Un camp d'entraînement virtuel

Grâce à un nouveau contrôleur basé sur un réseau neuronal, le robot à pattes ANYmal, développé par des chercheuses et chercheurs de l'ETH Zurich et commercialisé par la spin-off ANYbotics de l'ETH Zurich, est désormais capable de combiner pour la première fois une perception externe et proprioceptive. Avant que le robot ne puisse mettre ses capacités à l'épreuve dans le monde réel, les scientifiques ont exposé le système à de nombreux obstacles et sources d'erreur dans un camp d'entraînement virtuel. Cela a permis au réseau d'apprendre la manière idéale pour le robot de surmonter les obstacles, ainsi que le moment où il peut se fier aux données environnementales - et celui où il ferait mieux de les ignorer.

«Grâce à cet entraînement, le robot est capable de maîtriser les terrains naturels les plus difficiles sans les avoir vus auparavant», explique le professeur Marco Hutter de l'ETH Zurich. Cela fonctionne même si les données des capteurs sur l'environnement immédiat sont ambiguës ou vagues. ANYmal joue alors la carte de la sécurité et se fie à sa proprioception. Selon le professeur, cela permet au robot de combiner le meilleur des deux mondes: la rapidité et l'efficacité de la détection externe et la sécurité de la détection proprioceptive.

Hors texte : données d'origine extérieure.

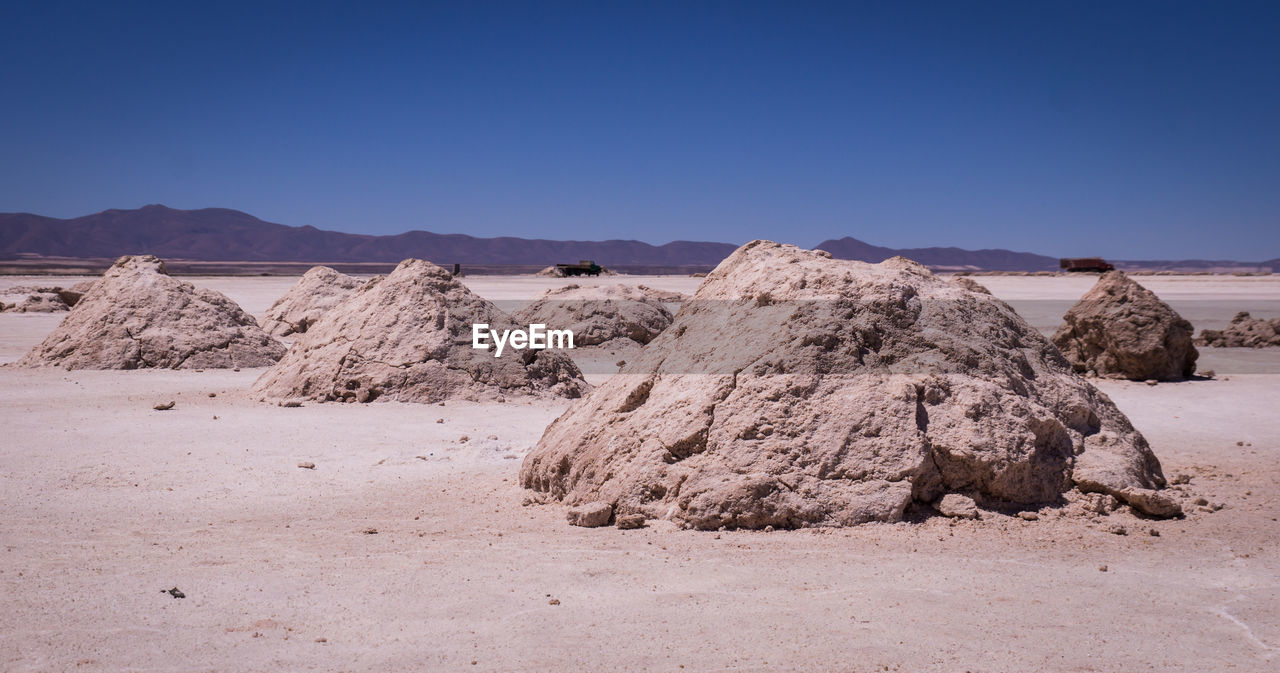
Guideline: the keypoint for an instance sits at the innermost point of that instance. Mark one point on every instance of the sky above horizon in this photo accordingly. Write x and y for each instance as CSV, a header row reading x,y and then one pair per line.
x,y
1127,129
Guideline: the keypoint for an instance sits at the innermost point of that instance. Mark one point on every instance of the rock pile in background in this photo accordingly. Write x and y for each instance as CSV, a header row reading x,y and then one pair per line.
x,y
138,316
407,338
315,293
1121,330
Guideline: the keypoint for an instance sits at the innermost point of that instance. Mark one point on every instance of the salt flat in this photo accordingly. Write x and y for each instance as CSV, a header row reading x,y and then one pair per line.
x,y
108,502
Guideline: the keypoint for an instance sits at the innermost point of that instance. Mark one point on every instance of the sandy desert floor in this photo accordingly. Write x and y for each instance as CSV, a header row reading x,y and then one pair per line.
x,y
108,503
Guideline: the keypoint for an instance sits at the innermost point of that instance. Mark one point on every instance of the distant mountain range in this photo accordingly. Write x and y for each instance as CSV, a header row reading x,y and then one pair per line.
x,y
223,234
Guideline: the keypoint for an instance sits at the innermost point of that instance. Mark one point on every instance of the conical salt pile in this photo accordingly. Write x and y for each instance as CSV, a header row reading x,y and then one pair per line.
x,y
140,316
800,390
1121,330
408,338
314,294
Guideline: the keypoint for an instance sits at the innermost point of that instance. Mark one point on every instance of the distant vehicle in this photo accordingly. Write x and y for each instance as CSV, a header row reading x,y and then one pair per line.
x,y
584,268
1086,264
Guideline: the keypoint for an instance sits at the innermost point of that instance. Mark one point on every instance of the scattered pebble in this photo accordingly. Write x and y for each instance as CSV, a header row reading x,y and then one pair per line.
x,y
630,521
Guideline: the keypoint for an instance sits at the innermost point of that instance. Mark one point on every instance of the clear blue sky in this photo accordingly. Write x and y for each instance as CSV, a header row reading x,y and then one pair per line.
x,y
1132,129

Utilisation dans des conditions extrêmes

Que ce soit après un tremblement de terre, après une catastrophe nucléaire ou pendant un incendie de forêt, les robots comme ANYmal peuvent être utilisés principalement là où il est trop dangereux pour les humain·es et où les autres robots ne peuvent pas faire face au terrain difficile.

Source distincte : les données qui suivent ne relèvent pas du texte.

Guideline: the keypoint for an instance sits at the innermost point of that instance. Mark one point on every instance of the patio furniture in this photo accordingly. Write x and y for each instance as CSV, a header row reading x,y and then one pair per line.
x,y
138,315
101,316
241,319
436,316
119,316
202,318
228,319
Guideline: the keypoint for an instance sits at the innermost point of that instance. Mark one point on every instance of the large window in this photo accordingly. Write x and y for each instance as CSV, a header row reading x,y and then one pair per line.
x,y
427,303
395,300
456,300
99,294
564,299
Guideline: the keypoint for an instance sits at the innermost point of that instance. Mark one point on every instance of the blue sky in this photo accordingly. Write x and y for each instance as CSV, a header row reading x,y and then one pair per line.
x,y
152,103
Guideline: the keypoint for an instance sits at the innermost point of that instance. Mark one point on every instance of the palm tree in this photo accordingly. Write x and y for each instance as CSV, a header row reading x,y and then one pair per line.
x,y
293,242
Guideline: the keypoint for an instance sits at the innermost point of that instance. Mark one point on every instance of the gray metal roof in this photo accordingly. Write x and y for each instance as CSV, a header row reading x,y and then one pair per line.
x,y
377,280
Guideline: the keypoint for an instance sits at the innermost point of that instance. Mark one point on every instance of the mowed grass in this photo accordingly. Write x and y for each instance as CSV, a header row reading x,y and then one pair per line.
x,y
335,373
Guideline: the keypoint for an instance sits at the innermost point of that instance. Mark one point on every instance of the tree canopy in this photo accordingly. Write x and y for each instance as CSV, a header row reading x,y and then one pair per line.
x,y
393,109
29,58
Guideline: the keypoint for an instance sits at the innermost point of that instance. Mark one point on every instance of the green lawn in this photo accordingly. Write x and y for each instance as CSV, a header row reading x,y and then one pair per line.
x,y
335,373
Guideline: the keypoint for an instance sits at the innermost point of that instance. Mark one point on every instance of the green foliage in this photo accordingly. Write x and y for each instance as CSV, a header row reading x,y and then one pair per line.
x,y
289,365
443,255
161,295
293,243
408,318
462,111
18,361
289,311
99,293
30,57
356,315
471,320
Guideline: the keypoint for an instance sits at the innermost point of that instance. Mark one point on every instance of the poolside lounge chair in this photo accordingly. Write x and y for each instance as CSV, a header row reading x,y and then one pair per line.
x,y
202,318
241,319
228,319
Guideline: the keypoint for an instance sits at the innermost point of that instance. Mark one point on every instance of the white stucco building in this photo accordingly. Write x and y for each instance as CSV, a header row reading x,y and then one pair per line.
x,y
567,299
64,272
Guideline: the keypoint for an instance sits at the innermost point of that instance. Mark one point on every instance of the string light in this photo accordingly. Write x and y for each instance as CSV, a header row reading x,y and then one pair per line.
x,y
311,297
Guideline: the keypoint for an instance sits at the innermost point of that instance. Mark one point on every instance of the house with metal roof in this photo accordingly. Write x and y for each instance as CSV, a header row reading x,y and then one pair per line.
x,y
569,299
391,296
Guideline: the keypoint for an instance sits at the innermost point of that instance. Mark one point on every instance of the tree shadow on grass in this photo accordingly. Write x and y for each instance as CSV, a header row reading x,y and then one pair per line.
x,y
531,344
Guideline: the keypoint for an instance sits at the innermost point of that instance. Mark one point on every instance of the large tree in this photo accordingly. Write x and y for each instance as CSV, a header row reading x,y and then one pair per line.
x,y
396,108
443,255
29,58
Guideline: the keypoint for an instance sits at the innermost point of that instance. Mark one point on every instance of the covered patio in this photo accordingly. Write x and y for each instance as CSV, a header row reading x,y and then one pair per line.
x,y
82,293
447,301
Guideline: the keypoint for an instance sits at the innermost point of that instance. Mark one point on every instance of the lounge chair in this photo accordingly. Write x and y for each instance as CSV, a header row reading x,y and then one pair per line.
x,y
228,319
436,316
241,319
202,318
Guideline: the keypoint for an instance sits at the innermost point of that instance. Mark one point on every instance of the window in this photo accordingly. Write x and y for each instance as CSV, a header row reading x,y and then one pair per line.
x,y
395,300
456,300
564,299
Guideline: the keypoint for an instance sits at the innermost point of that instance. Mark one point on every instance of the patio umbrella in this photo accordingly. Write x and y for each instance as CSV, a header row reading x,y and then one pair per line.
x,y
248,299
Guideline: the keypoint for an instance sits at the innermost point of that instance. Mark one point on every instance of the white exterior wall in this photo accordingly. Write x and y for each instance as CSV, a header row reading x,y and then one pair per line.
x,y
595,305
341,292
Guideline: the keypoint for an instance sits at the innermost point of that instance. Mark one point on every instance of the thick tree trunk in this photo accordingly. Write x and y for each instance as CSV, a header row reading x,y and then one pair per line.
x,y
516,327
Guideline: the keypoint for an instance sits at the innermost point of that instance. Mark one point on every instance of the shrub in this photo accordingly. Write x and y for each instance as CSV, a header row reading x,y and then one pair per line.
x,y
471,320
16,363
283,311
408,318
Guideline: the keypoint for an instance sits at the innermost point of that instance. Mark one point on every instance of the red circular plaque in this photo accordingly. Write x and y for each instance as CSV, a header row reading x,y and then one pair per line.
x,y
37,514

En septembre de l'année dernière, ANYmal a pu démontrer l'efficacité de la nouvelle technologie de contrôle lors du DARPA Subterranean Challenge, le concours de robotique le plus connu au monde. Le robot de l'ETH Zurich a surmonté automatiquement et rapidement de nombreux obstacles et un terrain difficile tout en explorant de manière autonome un système souterrain de tunnels étroits, de grottes et d'infrastructures urbaines. C'est en grande partie pour cette raison que les chercheuses et chercheurs de l'ETH Zurich, au sein de l'équipe CERBERUS, ont remporté la première place avec un prix de 2 millions de dollars.